Enterasys has traditionally offered an impressive range of security routers that cover the complete spectrum from the small office right up to the enterprise. The XSR series is specifically designed to provide a distributed security system that can easily be deployed to remote office but still be centrally managed.
The 3250 on review here is aimed at large central offices and branches and along with firewall duties, it offers full IP routing capabilities, extensive QoS features and support for site-to-site plus remote client VPNs.
One of its key functions is to aggregate high-speed WAN links and to this end it supports a diverse range of communications interfaces. The 1.5U chassis provides six NIM (network interface module) slots allowing it to support up to six T3/E3 or twenty-four T1/E1 links. There are plenty of other options which include single port POTS and ADSL, single and dual-port ISDN PRI or BRI and 2Mbps serial WAN modules.
The main controller board is easily removable and provides a good specification centred round a 600MHz, 64-bit Broadcom dual-core processor module. This is teamed up with 256MB of PC2100 SDRAM memory and 8MB of Flash Memory and a PC Card slot is provided for additional memory cards. Theres much more as the board also incorporates an embedded 350Mb/sec VPN accelerator and provides no less that three triple-speed Gigabit Ethernet ports for local LAN, WAN and DMZ network connections. One of the copper ports also shares a connection with an SFP (small form-factor pluggable) port for long distance fibre connections.
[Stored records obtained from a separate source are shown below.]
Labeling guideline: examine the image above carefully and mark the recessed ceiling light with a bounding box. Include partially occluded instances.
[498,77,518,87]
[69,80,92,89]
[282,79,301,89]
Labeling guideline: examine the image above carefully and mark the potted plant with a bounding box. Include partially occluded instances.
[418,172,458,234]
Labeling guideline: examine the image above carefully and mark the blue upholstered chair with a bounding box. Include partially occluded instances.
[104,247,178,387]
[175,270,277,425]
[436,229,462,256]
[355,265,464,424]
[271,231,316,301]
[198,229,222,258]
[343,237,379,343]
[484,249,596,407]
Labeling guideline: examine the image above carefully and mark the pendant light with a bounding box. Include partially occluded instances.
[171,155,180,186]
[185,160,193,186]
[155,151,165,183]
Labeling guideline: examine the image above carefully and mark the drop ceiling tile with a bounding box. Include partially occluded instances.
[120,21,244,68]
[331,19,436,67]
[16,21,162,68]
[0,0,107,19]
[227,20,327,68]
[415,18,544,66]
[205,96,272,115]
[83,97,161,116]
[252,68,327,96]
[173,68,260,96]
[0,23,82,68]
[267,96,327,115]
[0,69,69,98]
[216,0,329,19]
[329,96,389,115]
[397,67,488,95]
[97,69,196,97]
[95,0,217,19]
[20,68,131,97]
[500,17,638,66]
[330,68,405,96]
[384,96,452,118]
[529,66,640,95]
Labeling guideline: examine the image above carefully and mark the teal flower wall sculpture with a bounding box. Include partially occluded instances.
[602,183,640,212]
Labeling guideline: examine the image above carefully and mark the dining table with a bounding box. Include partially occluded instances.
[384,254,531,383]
Although the 3250 aims to be easily deployed we werent overly impressed with the basic management options as the primary means of communications is via the CLI (command line interface). True, you can access the unit remotely via Telnet and also encrypt the link with SSH but these types of interfaces are never very friendly or intuitive. Remote browser access is supported but its almost a waste of time activating the internal web server as no management access is provided. What you do get is a complete rundown on all internal components including processors and memory and you can see what NIMs have been fitted. Usefully, it provides environmental details on temperatures for the chassis housing and processor and the home page has links to Enterasys support site but otherwise you cant interact with the appliance or modify any parameters at all.
The 3250 uses a standard stateful packet inspection firewall and the lack of browser access means all configuration must be run from the CLI. Commendably, the default setting is to block all traffic so youll need to open up access by creating new firewall rules. The documentation does make a valiant effort at describing the procedures and also provides plenty of examples but it is still a tedious process that needs to be made more accessible. Most features are switched off by default so youll also need to configure RIP and OSPF routing and even SNMP management access needs to be activated. The latter feature is impressive as Enterasys implemented support for the more secure SNMP v3 in all its products some time ago.
With a price tag of £697, we would recommend purchasing the optional Remote Services Manager (RSM) software as it provides far better management access to the router. However, during testing we found that it didnt support Windows Server 2003 and failed during installation. As a component of Enterasys NetSight Atlas suite, RSM is designed to remotely manage multiple XSR devices and provides a tidy interface from where you can gather together and access all your routers. A simple tree style menu to one side allows you to group together all XSR routers along with any Matrix E1 and N-Series devices. It provides good wizard based assistance for creating ACLs (access control lists) and firewall policies and filters and allows you to create and remotely deploy policies to multiple devices.
Although the management options initially look a little muddled we were impressed with the XSR-3250. It provides a wealth of routing and security functions highly suited to the enterprise and its extensive range of add-in boards means it can cover just about any communications scenario.
If you want all your security eggs in one basket then the XSR routers offer an ideal solution that amalgamates routing, firewall, VPN and traffic management features into a single box. However, management using the CLI is always going to be tiresome and we would recommend factoring in the cost of the additional NetSight software.